Dr. J. Mark Munoz, professor of management at Millikin University, has built a reputation for not only creating practical experiences in the classroom but for introducing the latest technologies in business as a way for students to get the most out of their learning … and global business leaders are taking notice.
The Academy of International Business (AIB), the leading association of scholars and specialists in the field of international business and international policy, recently featured Dr. Munoz in its fall 2021 newsletter. Published four times a year, the newsletter is designed to provide relevant information in the field of international business. The latest issue takes a look at teaching and education from experts around the globe.
Throughout his career, Dr. Munoz has had the opportunity to view the business field through several lenses – as a professor, researcher, author, international consultant and entrepreneur.
Dr. J. Mark Munoz
"There are three noteworthy realities I observed: There is a significant disparity of skills and knowledge when it comes to technology both in organizations and in the classroom; technological know-how does not necessarily translate to management-know-how; and while companies and countries around the world are keen on using technology as a way to boost productivity, effective policies and guidelines often fall short," he says.
Seeing these shortfalls motivated Munoz to take these conversations to the classroom, on the shop floor as well as the boardroom. "I make it a point to invite junior and senior technology executives to my classes to discuss operational breakthroughs as well as challenges. In the past year, I had senior executives from Google, Unilever and Rolls Royce share their views in my classes," Munoz said.
He added, "I encourage students to create innovative and game-changing business plans in my International Business classes. In recent years, my students and I collaborated to create the global branding strategy for countries such as Ecuador and Liberia. I think it is important for students to think big, be research-driven and analytical, and experience the real world early and often."
As an educator, Munoz is very passionate about research and writing. Over the years, aside from publishing journal articles, he has authored or edited over 25 business books. The book projects expanded his international network and exposed him to a diversity of topics and issues. This exposure ultimately opened the doors for unique student projects.
"For instance, years ago I edited a book titled 'Contemporary Microenterprise: Concepts and Cases.' One of the recommendations I offered in the book was for countries to create microenterprise zones to help microenterprises thrive. A government executive in Zambia [southern Africa] who read the book inquired if I could design one for the country. I was swamped with numerous projects during that time and suggested that perhaps I can develop the microenterprise zone as a project in my International Business Consulting class," Munoz said. "It turned out to be a win-win endeavor, a microenterprise model was created for the country, and students learned about microenterprises and international business while making an impact in a foreign country."

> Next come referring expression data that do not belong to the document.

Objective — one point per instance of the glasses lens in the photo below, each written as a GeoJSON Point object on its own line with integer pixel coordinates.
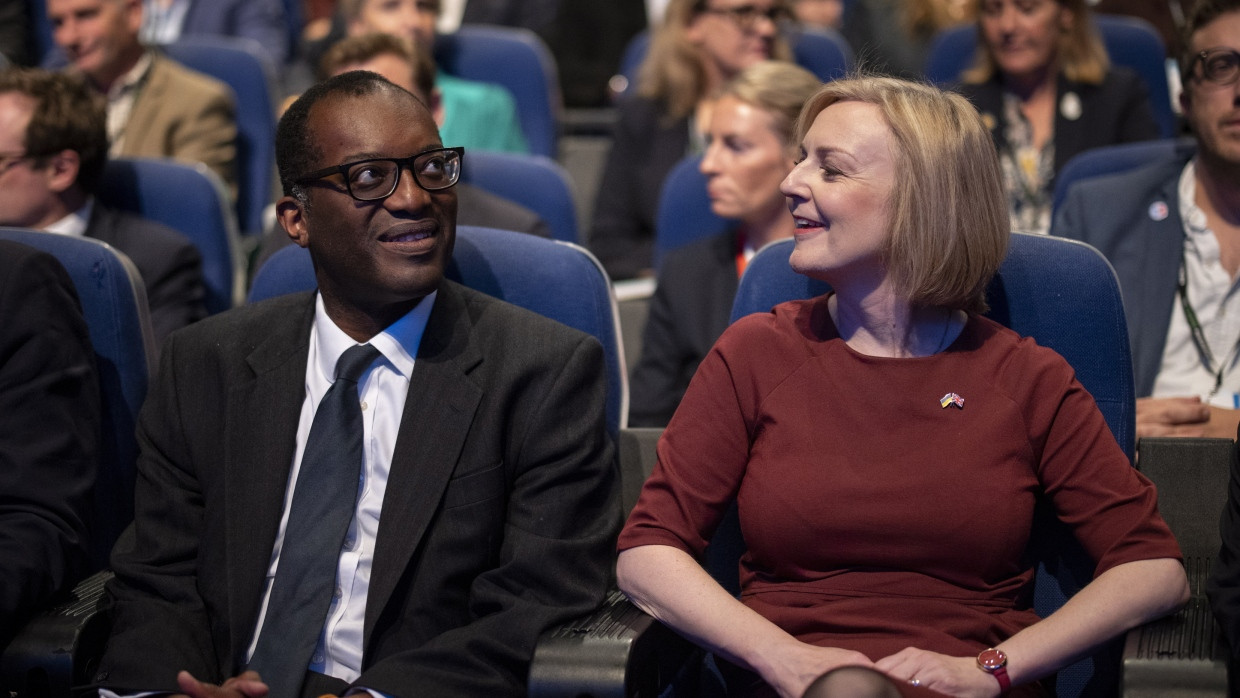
{"type": "Point", "coordinates": [372, 179]}
{"type": "Point", "coordinates": [1220, 66]}
{"type": "Point", "coordinates": [438, 169]}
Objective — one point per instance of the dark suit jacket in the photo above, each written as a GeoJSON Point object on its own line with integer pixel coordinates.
{"type": "Point", "coordinates": [645, 149]}
{"type": "Point", "coordinates": [691, 308]}
{"type": "Point", "coordinates": [1114, 112]}
{"type": "Point", "coordinates": [48, 433]}
{"type": "Point", "coordinates": [1114, 215]}
{"type": "Point", "coordinates": [261, 20]}
{"type": "Point", "coordinates": [499, 518]}
{"type": "Point", "coordinates": [474, 207]}
{"type": "Point", "coordinates": [168, 262]}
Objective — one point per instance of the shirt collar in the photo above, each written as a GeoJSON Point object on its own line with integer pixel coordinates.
{"type": "Point", "coordinates": [398, 342]}
{"type": "Point", "coordinates": [75, 223]}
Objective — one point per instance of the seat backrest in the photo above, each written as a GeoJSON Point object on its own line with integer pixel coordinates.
{"type": "Point", "coordinates": [685, 212]}
{"type": "Point", "coordinates": [521, 62]}
{"type": "Point", "coordinates": [1040, 291]}
{"type": "Point", "coordinates": [239, 63]}
{"type": "Point", "coordinates": [1130, 41]}
{"type": "Point", "coordinates": [189, 198]}
{"type": "Point", "coordinates": [114, 305]}
{"type": "Point", "coordinates": [823, 52]}
{"type": "Point", "coordinates": [535, 181]}
{"type": "Point", "coordinates": [556, 279]}
{"type": "Point", "coordinates": [1115, 159]}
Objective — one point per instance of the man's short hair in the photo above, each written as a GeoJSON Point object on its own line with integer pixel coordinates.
{"type": "Point", "coordinates": [295, 149]}
{"type": "Point", "coordinates": [947, 215]}
{"type": "Point", "coordinates": [1203, 13]}
{"type": "Point", "coordinates": [366, 47]}
{"type": "Point", "coordinates": [68, 115]}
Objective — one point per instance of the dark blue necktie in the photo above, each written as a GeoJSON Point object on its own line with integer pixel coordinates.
{"type": "Point", "coordinates": [324, 500]}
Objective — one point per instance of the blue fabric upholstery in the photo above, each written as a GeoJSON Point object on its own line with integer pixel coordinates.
{"type": "Point", "coordinates": [556, 279]}
{"type": "Point", "coordinates": [1063, 294]}
{"type": "Point", "coordinates": [185, 197]}
{"type": "Point", "coordinates": [114, 305]}
{"type": "Point", "coordinates": [535, 181]}
{"type": "Point", "coordinates": [1129, 41]}
{"type": "Point", "coordinates": [1115, 159]}
{"type": "Point", "coordinates": [239, 63]}
{"type": "Point", "coordinates": [685, 212]}
{"type": "Point", "coordinates": [521, 62]}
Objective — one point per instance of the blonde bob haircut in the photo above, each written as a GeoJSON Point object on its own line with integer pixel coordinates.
{"type": "Point", "coordinates": [947, 213]}
{"type": "Point", "coordinates": [672, 71]}
{"type": "Point", "coordinates": [1079, 50]}
{"type": "Point", "coordinates": [778, 88]}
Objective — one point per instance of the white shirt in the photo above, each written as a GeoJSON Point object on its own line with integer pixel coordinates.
{"type": "Point", "coordinates": [75, 223]}
{"type": "Point", "coordinates": [382, 388]}
{"type": "Point", "coordinates": [1214, 296]}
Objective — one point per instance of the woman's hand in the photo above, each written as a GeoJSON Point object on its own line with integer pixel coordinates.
{"type": "Point", "coordinates": [795, 665]}
{"type": "Point", "coordinates": [954, 676]}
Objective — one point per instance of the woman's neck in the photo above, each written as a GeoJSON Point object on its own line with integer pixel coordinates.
{"type": "Point", "coordinates": [883, 325]}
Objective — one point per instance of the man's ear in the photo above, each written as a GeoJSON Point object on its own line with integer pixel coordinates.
{"type": "Point", "coordinates": [62, 170]}
{"type": "Point", "coordinates": [292, 216]}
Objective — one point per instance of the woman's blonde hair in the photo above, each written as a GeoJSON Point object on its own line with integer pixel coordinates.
{"type": "Point", "coordinates": [672, 71]}
{"type": "Point", "coordinates": [778, 88]}
{"type": "Point", "coordinates": [947, 213]}
{"type": "Point", "coordinates": [1079, 50]}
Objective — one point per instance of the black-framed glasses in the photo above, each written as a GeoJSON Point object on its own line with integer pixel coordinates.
{"type": "Point", "coordinates": [1220, 66]}
{"type": "Point", "coordinates": [377, 177]}
{"type": "Point", "coordinates": [747, 15]}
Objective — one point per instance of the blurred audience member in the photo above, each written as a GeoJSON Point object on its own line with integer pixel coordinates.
{"type": "Point", "coordinates": [156, 108]}
{"type": "Point", "coordinates": [1172, 232]}
{"type": "Point", "coordinates": [408, 67]}
{"type": "Point", "coordinates": [748, 155]}
{"type": "Point", "coordinates": [55, 146]}
{"type": "Point", "coordinates": [1047, 91]}
{"type": "Point", "coordinates": [476, 114]}
{"type": "Point", "coordinates": [48, 435]}
{"type": "Point", "coordinates": [164, 21]}
{"type": "Point", "coordinates": [698, 47]}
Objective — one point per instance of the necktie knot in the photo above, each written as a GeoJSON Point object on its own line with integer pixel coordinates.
{"type": "Point", "coordinates": [355, 361]}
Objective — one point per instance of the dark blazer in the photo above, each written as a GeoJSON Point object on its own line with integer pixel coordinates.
{"type": "Point", "coordinates": [1133, 220]}
{"type": "Point", "coordinates": [168, 262]}
{"type": "Point", "coordinates": [645, 149]}
{"type": "Point", "coordinates": [499, 521]}
{"type": "Point", "coordinates": [1114, 112]}
{"type": "Point", "coordinates": [48, 433]}
{"type": "Point", "coordinates": [691, 308]}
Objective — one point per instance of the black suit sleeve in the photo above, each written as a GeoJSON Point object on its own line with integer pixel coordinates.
{"type": "Point", "coordinates": [1224, 584]}
{"type": "Point", "coordinates": [50, 422]}
{"type": "Point", "coordinates": [558, 539]}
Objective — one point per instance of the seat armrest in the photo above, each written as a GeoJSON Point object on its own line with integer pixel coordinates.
{"type": "Point", "coordinates": [618, 651]}
{"type": "Point", "coordinates": [60, 647]}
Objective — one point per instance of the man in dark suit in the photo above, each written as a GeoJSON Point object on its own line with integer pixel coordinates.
{"type": "Point", "coordinates": [487, 502]}
{"type": "Point", "coordinates": [1172, 232]}
{"type": "Point", "coordinates": [52, 135]}
{"type": "Point", "coordinates": [48, 433]}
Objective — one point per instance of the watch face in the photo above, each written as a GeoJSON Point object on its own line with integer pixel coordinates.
{"type": "Point", "coordinates": [992, 660]}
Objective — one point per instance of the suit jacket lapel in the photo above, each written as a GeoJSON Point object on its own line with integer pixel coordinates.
{"type": "Point", "coordinates": [438, 413]}
{"type": "Point", "coordinates": [261, 441]}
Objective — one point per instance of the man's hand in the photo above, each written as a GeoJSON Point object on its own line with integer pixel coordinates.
{"type": "Point", "coordinates": [1184, 417]}
{"type": "Point", "coordinates": [248, 684]}
{"type": "Point", "coordinates": [954, 676]}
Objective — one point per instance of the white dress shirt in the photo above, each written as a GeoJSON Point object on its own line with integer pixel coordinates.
{"type": "Point", "coordinates": [1214, 296]}
{"type": "Point", "coordinates": [382, 389]}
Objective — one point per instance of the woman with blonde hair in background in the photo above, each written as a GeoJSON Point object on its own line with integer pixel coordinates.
{"type": "Point", "coordinates": [698, 47]}
{"type": "Point", "coordinates": [749, 151]}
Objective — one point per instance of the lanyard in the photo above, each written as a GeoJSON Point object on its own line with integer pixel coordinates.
{"type": "Point", "coordinates": [1194, 327]}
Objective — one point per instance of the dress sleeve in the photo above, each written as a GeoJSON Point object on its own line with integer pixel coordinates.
{"type": "Point", "coordinates": [1110, 506]}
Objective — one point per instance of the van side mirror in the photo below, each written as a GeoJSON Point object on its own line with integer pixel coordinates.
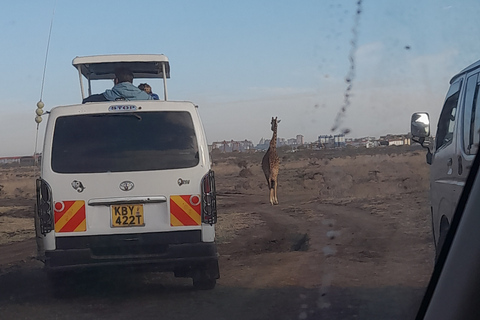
{"type": "Point", "coordinates": [420, 129]}
{"type": "Point", "coordinates": [420, 125]}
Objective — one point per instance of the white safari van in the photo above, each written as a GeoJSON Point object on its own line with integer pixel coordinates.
{"type": "Point", "coordinates": [456, 143]}
{"type": "Point", "coordinates": [127, 183]}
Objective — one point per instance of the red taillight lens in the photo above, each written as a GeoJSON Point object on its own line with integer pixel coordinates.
{"type": "Point", "coordinates": [209, 199]}
{"type": "Point", "coordinates": [44, 206]}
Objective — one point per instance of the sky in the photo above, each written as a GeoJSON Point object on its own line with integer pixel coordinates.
{"type": "Point", "coordinates": [244, 62]}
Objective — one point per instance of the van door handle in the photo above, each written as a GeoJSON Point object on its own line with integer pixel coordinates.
{"type": "Point", "coordinates": [449, 166]}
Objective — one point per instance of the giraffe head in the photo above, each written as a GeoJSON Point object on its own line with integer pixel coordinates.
{"type": "Point", "coordinates": [274, 123]}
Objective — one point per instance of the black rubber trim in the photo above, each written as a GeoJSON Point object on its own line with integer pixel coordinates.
{"type": "Point", "coordinates": [118, 240]}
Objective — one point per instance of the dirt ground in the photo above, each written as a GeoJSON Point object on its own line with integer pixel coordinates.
{"type": "Point", "coordinates": [350, 239]}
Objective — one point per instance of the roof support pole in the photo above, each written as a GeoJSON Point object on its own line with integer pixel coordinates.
{"type": "Point", "coordinates": [165, 94]}
{"type": "Point", "coordinates": [81, 83]}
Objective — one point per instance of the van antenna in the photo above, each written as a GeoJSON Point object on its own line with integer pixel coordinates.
{"type": "Point", "coordinates": [40, 103]}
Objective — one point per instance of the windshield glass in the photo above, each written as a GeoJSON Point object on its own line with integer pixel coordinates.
{"type": "Point", "coordinates": [122, 142]}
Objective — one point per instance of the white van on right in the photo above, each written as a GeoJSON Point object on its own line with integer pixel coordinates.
{"type": "Point", "coordinates": [455, 146]}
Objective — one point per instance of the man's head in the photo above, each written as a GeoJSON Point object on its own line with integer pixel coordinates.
{"type": "Point", "coordinates": [123, 75]}
{"type": "Point", "coordinates": [145, 87]}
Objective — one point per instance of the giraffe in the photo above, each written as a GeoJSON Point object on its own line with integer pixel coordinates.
{"type": "Point", "coordinates": [271, 163]}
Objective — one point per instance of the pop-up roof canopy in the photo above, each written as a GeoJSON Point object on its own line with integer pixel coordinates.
{"type": "Point", "coordinates": [103, 67]}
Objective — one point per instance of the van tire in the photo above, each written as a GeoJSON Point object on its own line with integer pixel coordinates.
{"type": "Point", "coordinates": [205, 277]}
{"type": "Point", "coordinates": [204, 283]}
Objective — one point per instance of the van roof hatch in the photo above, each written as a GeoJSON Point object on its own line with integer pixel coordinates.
{"type": "Point", "coordinates": [102, 67]}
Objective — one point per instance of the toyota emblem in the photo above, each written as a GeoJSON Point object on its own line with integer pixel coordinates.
{"type": "Point", "coordinates": [126, 185]}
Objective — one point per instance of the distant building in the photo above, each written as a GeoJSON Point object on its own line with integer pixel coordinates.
{"type": "Point", "coordinates": [329, 141]}
{"type": "Point", "coordinates": [300, 140]}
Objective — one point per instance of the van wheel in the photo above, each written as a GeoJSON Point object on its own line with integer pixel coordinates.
{"type": "Point", "coordinates": [444, 226]}
{"type": "Point", "coordinates": [61, 284]}
{"type": "Point", "coordinates": [204, 279]}
{"type": "Point", "coordinates": [204, 283]}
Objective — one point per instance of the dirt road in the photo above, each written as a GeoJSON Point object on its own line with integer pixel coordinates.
{"type": "Point", "coordinates": [350, 239]}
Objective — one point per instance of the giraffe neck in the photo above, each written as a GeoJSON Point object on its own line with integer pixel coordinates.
{"type": "Point", "coordinates": [273, 142]}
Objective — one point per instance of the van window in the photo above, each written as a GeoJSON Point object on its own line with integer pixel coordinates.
{"type": "Point", "coordinates": [476, 121]}
{"type": "Point", "coordinates": [470, 127]}
{"type": "Point", "coordinates": [121, 142]}
{"type": "Point", "coordinates": [446, 123]}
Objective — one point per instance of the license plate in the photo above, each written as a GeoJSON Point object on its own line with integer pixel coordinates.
{"type": "Point", "coordinates": [127, 215]}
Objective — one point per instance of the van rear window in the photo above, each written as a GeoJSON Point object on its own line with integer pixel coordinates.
{"type": "Point", "coordinates": [127, 141]}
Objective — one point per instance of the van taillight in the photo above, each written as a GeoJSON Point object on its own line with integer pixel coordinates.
{"type": "Point", "coordinates": [209, 199]}
{"type": "Point", "coordinates": [44, 206]}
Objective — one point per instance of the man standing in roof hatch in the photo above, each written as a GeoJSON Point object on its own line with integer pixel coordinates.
{"type": "Point", "coordinates": [123, 89]}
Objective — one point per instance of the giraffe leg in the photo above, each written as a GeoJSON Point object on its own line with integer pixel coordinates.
{"type": "Point", "coordinates": [271, 196]}
{"type": "Point", "coordinates": [275, 200]}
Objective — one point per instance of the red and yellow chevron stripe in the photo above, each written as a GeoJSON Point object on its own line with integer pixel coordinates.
{"type": "Point", "coordinates": [185, 210]}
{"type": "Point", "coordinates": [70, 216]}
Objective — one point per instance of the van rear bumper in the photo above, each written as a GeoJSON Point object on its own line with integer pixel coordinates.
{"type": "Point", "coordinates": [169, 251]}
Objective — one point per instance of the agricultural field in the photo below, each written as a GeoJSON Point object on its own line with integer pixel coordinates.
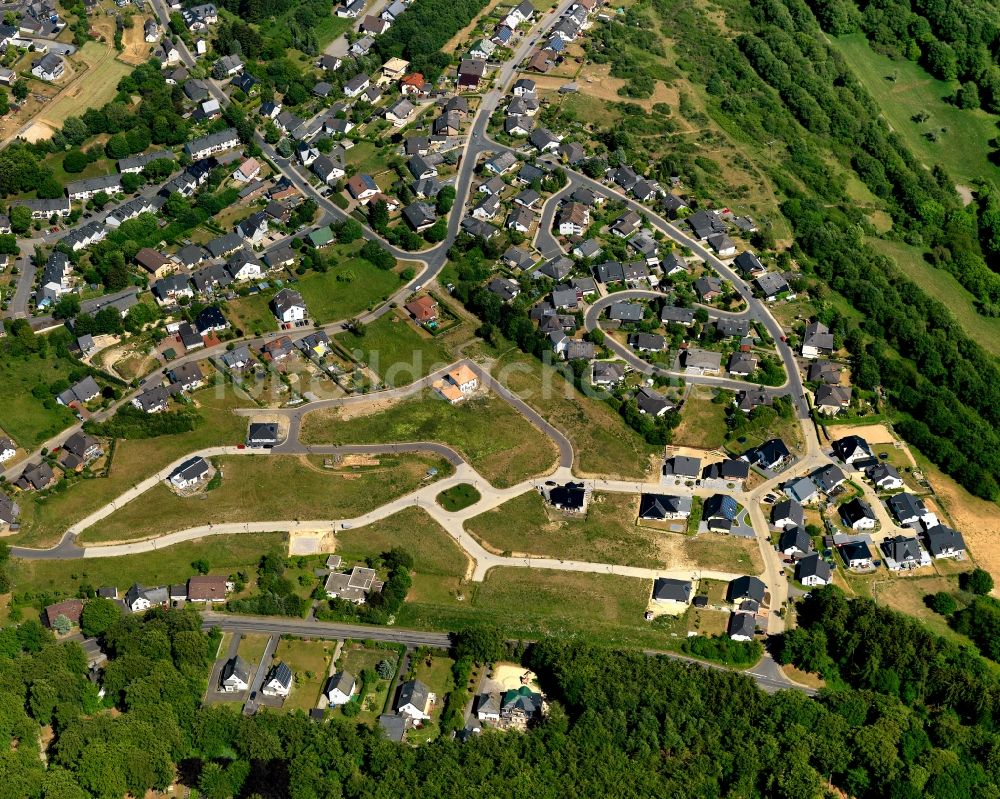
{"type": "Point", "coordinates": [944, 287]}
{"type": "Point", "coordinates": [902, 90]}
{"type": "Point", "coordinates": [249, 493]}
{"type": "Point", "coordinates": [345, 290]}
{"type": "Point", "coordinates": [499, 443]}
{"type": "Point", "coordinates": [30, 421]}
{"type": "Point", "coordinates": [97, 73]}
{"type": "Point", "coordinates": [398, 352]}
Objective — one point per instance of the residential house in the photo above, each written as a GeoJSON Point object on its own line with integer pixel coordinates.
{"type": "Point", "coordinates": [813, 571]}
{"type": "Point", "coordinates": [235, 676]}
{"type": "Point", "coordinates": [746, 589]}
{"type": "Point", "coordinates": [37, 477]}
{"type": "Point", "coordinates": [423, 309]}
{"type": "Point", "coordinates": [909, 509]}
{"type": "Point", "coordinates": [769, 455]}
{"type": "Point", "coordinates": [830, 400]}
{"type": "Point", "coordinates": [671, 314]}
{"type": "Point", "coordinates": [672, 593]}
{"type": "Point", "coordinates": [187, 376]}
{"type": "Point", "coordinates": [80, 392]}
{"type": "Point", "coordinates": [857, 515]}
{"type": "Point", "coordinates": [650, 402]}
{"type": "Point", "coordinates": [152, 400]}
{"type": "Point", "coordinates": [419, 216]}
{"type": "Point", "coordinates": [207, 588]}
{"type": "Point", "coordinates": [70, 609]}
{"type": "Point", "coordinates": [816, 340]}
{"type": "Point", "coordinates": [742, 626]}
{"type": "Point", "coordinates": [903, 552]}
{"type": "Point", "coordinates": [708, 288]}
{"type": "Point", "coordinates": [852, 449]}
{"type": "Point", "coordinates": [699, 361]}
{"type": "Point", "coordinates": [607, 373]}
{"type": "Point", "coordinates": [340, 688]}
{"type": "Point", "coordinates": [78, 450]}
{"type": "Point", "coordinates": [190, 473]}
{"type": "Point", "coordinates": [729, 469]}
{"type": "Point", "coordinates": [289, 306]}
{"type": "Point", "coordinates": [682, 466]}
{"type": "Point", "coordinates": [278, 681]}
{"type": "Point", "coordinates": [794, 542]}
{"type": "Point", "coordinates": [787, 513]}
{"type": "Point", "coordinates": [470, 72]}
{"type": "Point", "coordinates": [885, 477]}
{"type": "Point", "coordinates": [415, 701]}
{"type": "Point", "coordinates": [828, 478]}
{"type": "Point", "coordinates": [49, 67]}
{"type": "Point", "coordinates": [772, 284]}
{"type": "Point", "coordinates": [211, 144]}
{"type": "Point", "coordinates": [801, 490]}
{"type": "Point", "coordinates": [943, 542]}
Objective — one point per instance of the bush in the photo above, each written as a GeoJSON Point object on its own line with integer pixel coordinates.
{"type": "Point", "coordinates": [978, 582]}
{"type": "Point", "coordinates": [944, 603]}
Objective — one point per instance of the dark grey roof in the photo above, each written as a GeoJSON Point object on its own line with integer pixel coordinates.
{"type": "Point", "coordinates": [673, 590]}
{"type": "Point", "coordinates": [660, 506]}
{"type": "Point", "coordinates": [813, 566]}
{"type": "Point", "coordinates": [746, 588]}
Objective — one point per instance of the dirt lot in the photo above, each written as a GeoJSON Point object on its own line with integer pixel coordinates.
{"type": "Point", "coordinates": [95, 84]}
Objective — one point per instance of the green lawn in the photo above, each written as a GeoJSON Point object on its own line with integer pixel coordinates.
{"type": "Point", "coordinates": [607, 534]}
{"type": "Point", "coordinates": [251, 648]}
{"type": "Point", "coordinates": [356, 659]}
{"type": "Point", "coordinates": [458, 497]}
{"type": "Point", "coordinates": [225, 554]}
{"type": "Point", "coordinates": [45, 519]}
{"type": "Point", "coordinates": [499, 443]}
{"type": "Point", "coordinates": [396, 350]}
{"type": "Point", "coordinates": [963, 136]}
{"type": "Point", "coordinates": [268, 487]}
{"type": "Point", "coordinates": [365, 156]}
{"type": "Point", "coordinates": [252, 314]}
{"type": "Point", "coordinates": [602, 442]}
{"type": "Point", "coordinates": [439, 564]}
{"type": "Point", "coordinates": [27, 420]}
{"type": "Point", "coordinates": [944, 287]}
{"type": "Point", "coordinates": [309, 661]}
{"type": "Point", "coordinates": [703, 422]}
{"type": "Point", "coordinates": [345, 290]}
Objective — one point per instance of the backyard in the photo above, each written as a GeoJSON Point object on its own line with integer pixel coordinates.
{"type": "Point", "coordinates": [499, 443]}
{"type": "Point", "coordinates": [606, 534]}
{"type": "Point", "coordinates": [309, 661]}
{"type": "Point", "coordinates": [439, 565]}
{"type": "Point", "coordinates": [250, 492]}
{"type": "Point", "coordinates": [45, 518]}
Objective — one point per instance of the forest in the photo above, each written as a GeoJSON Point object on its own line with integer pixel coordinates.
{"type": "Point", "coordinates": [946, 387]}
{"type": "Point", "coordinates": [617, 724]}
{"type": "Point", "coordinates": [954, 41]}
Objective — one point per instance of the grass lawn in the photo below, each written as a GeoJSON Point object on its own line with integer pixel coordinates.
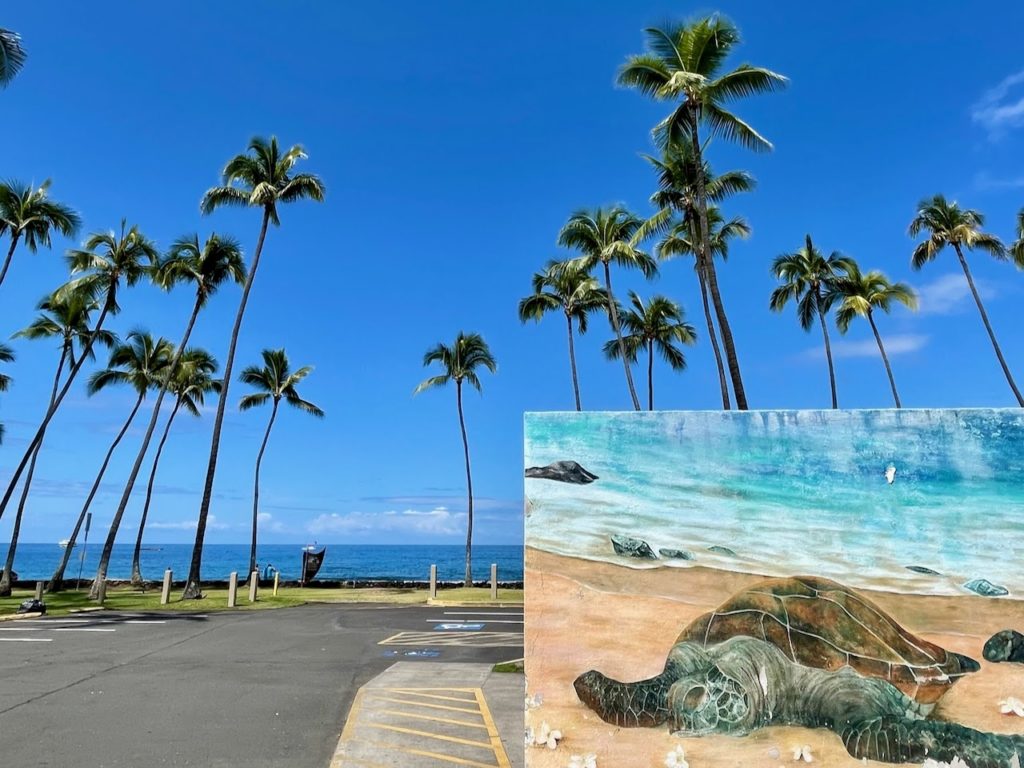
{"type": "Point", "coordinates": [125, 598]}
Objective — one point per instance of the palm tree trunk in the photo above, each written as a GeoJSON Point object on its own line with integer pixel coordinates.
{"type": "Point", "coordinates": [469, 491]}
{"type": "Point", "coordinates": [712, 276]}
{"type": "Point", "coordinates": [576, 380]}
{"type": "Point", "coordinates": [112, 534]}
{"type": "Point", "coordinates": [650, 376]}
{"type": "Point", "coordinates": [51, 411]}
{"type": "Point", "coordinates": [824, 332]}
{"type": "Point", "coordinates": [5, 580]}
{"type": "Point", "coordinates": [10, 254]}
{"type": "Point", "coordinates": [988, 327]}
{"type": "Point", "coordinates": [55, 582]}
{"type": "Point", "coordinates": [194, 590]}
{"type": "Point", "coordinates": [136, 559]}
{"type": "Point", "coordinates": [259, 461]}
{"type": "Point", "coordinates": [885, 357]}
{"type": "Point", "coordinates": [613, 313]}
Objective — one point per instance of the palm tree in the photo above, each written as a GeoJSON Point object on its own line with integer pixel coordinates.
{"type": "Point", "coordinates": [683, 62]}
{"type": "Point", "coordinates": [261, 178]}
{"type": "Point", "coordinates": [29, 214]}
{"type": "Point", "coordinates": [275, 381]}
{"type": "Point", "coordinates": [567, 287]}
{"type": "Point", "coordinates": [108, 261]}
{"type": "Point", "coordinates": [460, 363]}
{"type": "Point", "coordinates": [67, 318]}
{"type": "Point", "coordinates": [207, 267]}
{"type": "Point", "coordinates": [604, 236]}
{"type": "Point", "coordinates": [947, 224]}
{"type": "Point", "coordinates": [859, 295]}
{"type": "Point", "coordinates": [12, 55]}
{"type": "Point", "coordinates": [809, 279]}
{"type": "Point", "coordinates": [144, 365]}
{"type": "Point", "coordinates": [657, 325]}
{"type": "Point", "coordinates": [190, 382]}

When asked about the best ways to develop skills and knowledge for teaching the latest technological innovations, Munoz offered three suggestions.
"Explore knowledge gaps – exciting technologies are constantly being developed all over the world, however, its management implications need to be better studied. Broaden the conversation – there is a lot of room for further industry and academic conversations and collaborations. Contribute to policy changes – there is so much talent in the academe, if scholars channel some of their efforts in the refinement of national and international policies meaningful changes can take place," he says.
Munoz says international business educators would benefit from doing research work and exploring the business implications of technologies such as AI, Blockchain and IoT. Attending technology conferences related to those topics would also be helpful in expanding knowledge and building networks.
"Technological breakthroughs are redefining businesses all over the world in exciting ways," Munoz says. "The academe needs to tap into this excitement to educate and challenge students and transform them into movers and shakers in our contemporary society."
Dr. J. Mark Munoz
Dr. J. Mark Munoz is a tenured full professor of management at Millikin University and a former Visiting Fellow at the Kennedy School of Government at Harvard University. He served as an advisor to the AI Initiative at Harvard University (The Future Society). At Millikin, he received several awards such as the Teaching Excellence Award, Research and Artistic Achievement Award, and the Teaching Excellence and Campus Leadership Award.
Internationally, he has been recognized with four Best Research Paper Awards, two international book awards, a literary award, the ACBSP Teaching Excellence Award (one of 10 in the world), Distinguished Business Dean Award and the Global Academic Excellence Award, among others. Aside from top-tier journal publications, he has authored, edited and co-edited more than 20 books such as: "Handbook on the Geopolitics of Business," "Advances in Geoeconomics," "Managerial Forensics," "Global Business Intelligence," "The Handbook of Artificial Intelligence and Robotic Process Automation," "The Economics of Cryptocurrencies," "The Next Right Move: Making the Right Career Steps in a Digital Age" and "The AI Leader." He serves on corporate and editorial boards and assists companies and countries in international marketing, finance and business development.